Many of us have said, "It is our foreign policy that causes all the destruction in the world."---Maybe
Let's go down the road a bit---what about the United States being the largest and best arms dealer in the world? Must we first stop the selling and maybe we can stop the use of these weapons. We can protest our government's involvement with war forever and not win the prize called peace. We must stop the selling of weapons. Have I found the core of the cancer? NO.
I wonder about us trying to be human, yet does that not beg the question of what a human being is? Now we are on the road to complete confusion. "To be or not to be."
Can we define the qualities of being human in a manner that can be understood and mimicked by a large population? Are there people in our history who have shown us the way? We cannot even agree on how we have reached the stage of being human. Some think that God created us some six thousand years ago in a garden and we screwed up---our punishment was to be sent out into the world of evil. Most scientists would argue that we have evolved over millions of years to the state of our humanism today.
Maybe the connecting bridge between these two concepts could be that in both stories of the journey of Homo sapiens (wise man) is the desire to know more, to manipulate the environment around us.
You must have an understanding of what makes us human and there lies the poison. Do you drink from the garden or from the cave?
There are other possibilities of the human journey, but not to limit the question in some measure is to drive one to the Looney Bin.
Some of my favorite people in the world are religious people who have also accomplished much in the secular question of good and bad behavior. I don't like religions but do acknowledge that there are wonderful things about all religions as well as terrible things that are done in the name of some god. Why bring up religion at all? Religion defines to the believers how they see the world and all that is in the world, you cannot exclude it in your search for what humanity is today.
Boy, this is difficult for me, I need to rest and come back to this later.
December 5, 2006, 2:56 PM
So, who are the religious people I like?
Martin Luther King, a man who understood the Sermon on the Mount. "Blessed are the peace makers for they shall be called the sons of God." Going to church or to jail was the same for this holy man; he was doing good in his God's name
Mahatma Gandhi, a man who talked about non-violence and kicked the Britts in the ass, not just in India, but first in South Africa.
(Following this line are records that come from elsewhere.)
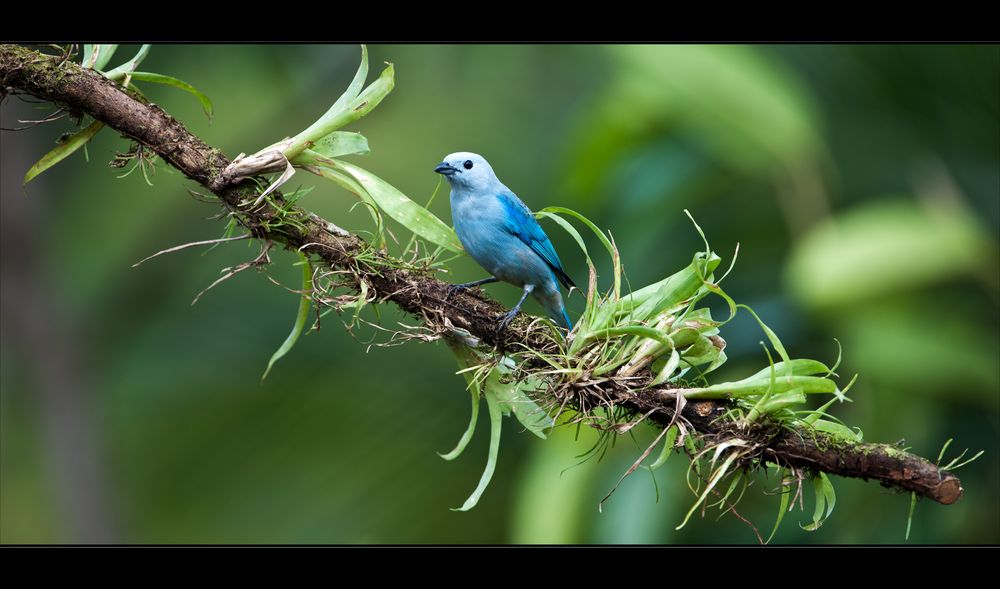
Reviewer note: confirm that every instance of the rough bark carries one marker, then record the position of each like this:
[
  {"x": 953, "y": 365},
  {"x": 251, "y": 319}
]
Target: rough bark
[{"x": 421, "y": 294}]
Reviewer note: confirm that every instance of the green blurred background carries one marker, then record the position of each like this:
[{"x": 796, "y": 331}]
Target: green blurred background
[{"x": 861, "y": 183}]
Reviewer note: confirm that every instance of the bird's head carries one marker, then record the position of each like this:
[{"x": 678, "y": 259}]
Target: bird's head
[{"x": 467, "y": 170}]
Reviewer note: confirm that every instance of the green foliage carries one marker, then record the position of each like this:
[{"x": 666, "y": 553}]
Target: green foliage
[
  {"x": 64, "y": 150},
  {"x": 206, "y": 104}
]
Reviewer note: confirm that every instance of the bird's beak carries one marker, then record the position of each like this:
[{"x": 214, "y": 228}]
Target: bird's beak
[{"x": 445, "y": 169}]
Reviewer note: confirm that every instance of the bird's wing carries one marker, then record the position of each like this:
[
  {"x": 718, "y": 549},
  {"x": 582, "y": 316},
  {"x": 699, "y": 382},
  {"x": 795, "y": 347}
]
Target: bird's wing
[{"x": 521, "y": 223}]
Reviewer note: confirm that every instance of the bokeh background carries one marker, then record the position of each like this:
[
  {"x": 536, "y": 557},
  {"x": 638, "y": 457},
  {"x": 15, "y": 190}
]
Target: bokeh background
[{"x": 861, "y": 183}]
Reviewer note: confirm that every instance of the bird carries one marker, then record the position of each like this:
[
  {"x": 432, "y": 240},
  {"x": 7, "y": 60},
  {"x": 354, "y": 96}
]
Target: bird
[{"x": 498, "y": 230}]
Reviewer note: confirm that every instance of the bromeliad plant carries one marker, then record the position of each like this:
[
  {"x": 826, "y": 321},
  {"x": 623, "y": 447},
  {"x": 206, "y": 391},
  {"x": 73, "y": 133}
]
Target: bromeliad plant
[{"x": 656, "y": 341}]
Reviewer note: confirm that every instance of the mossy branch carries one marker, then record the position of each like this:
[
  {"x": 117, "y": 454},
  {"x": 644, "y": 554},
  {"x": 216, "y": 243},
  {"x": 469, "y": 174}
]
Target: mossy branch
[{"x": 422, "y": 295}]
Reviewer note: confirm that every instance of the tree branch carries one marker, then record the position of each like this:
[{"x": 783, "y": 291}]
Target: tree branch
[{"x": 420, "y": 294}]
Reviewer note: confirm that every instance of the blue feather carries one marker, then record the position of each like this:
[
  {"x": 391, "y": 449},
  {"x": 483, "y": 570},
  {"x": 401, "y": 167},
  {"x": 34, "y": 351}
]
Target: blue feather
[{"x": 521, "y": 223}]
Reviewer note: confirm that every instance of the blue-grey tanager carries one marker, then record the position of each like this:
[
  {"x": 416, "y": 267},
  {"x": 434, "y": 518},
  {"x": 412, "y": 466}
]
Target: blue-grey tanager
[{"x": 500, "y": 233}]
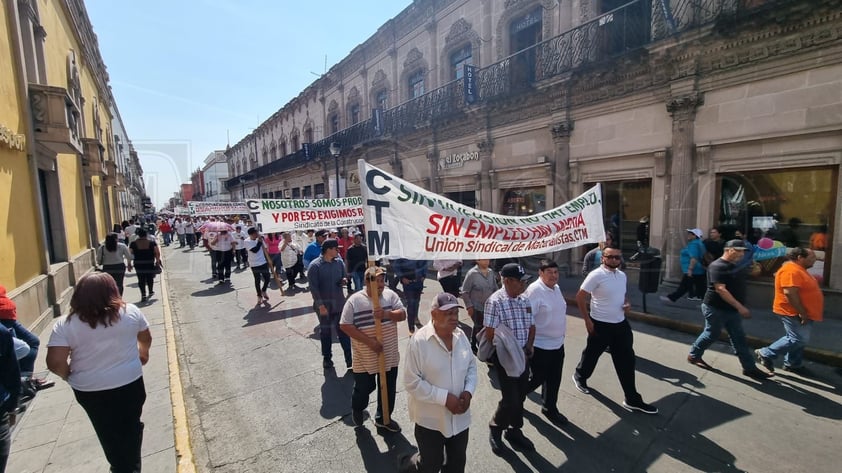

There are others, but you should be able to get the point, being a religious person can also mean being a social activist. There are thousands of people who do good work in the name of their God.
So, how do you account for the charlatans who steal money from their followers in the name of their
God? I don't know the answer to that question, maybe people just need someone to tell them all will be well, if they give money to some con man---fear is very powerful when it comes to the selling of god. Fear-----
Fear is a very powerful force; it causes good people to trust in the wisdom of people who will screw them over and over again. This is what many of our present leaders and many of their legions use---be afraid, be very afraid. So, where have I traveled in this moment of my journey to try to understand war and peace in 2006?
My wife, whom I love above all, makes lists---so let us list a few of the characteristics I believe you must have to be human:
A wonder of living, always seeking new information to help you on your journey. Trying to understand those who you want to hate.
When someone serves you in some capacity, a waiter, waitress, gardener, bus driver, cab driver, plumber or baker you treat them with great dignity. You understand that their job is as important as yours.
You feed the poor, help the sick, visit the jails and smile at a person who asks you for help. When you help someone ask only that they repay you by helping the next person who may ask them for help. I always try to remember to say that when someone says thanks to me for some favor---it could cause a small revolution.
Treat you children as their guardian, teacher or protector, not as something you own.
Be suspicious of those who tell you it is good to kill another. It is never good to kill, there are times you may have to protect others, but even in this case it should be a sad event.
I am beginning to sound too preachy, my point is that you can cause change in the universe by very simple acts. You don't have to be out protesting to change the world, you can do it in your own environment---sometimes you don't have to leave home. I should give you a warning here, start making changes in your environment and you will probably end up protesting for peace because you will not understand war.
See, things are good----a Sunday sermon and you don't have to put anything into the collection basket---but you must grant the next request from another human being. (Within reason)
Did I find the Center of the Cancer, I don't know but will keep looking.
See you on the protest line---someday.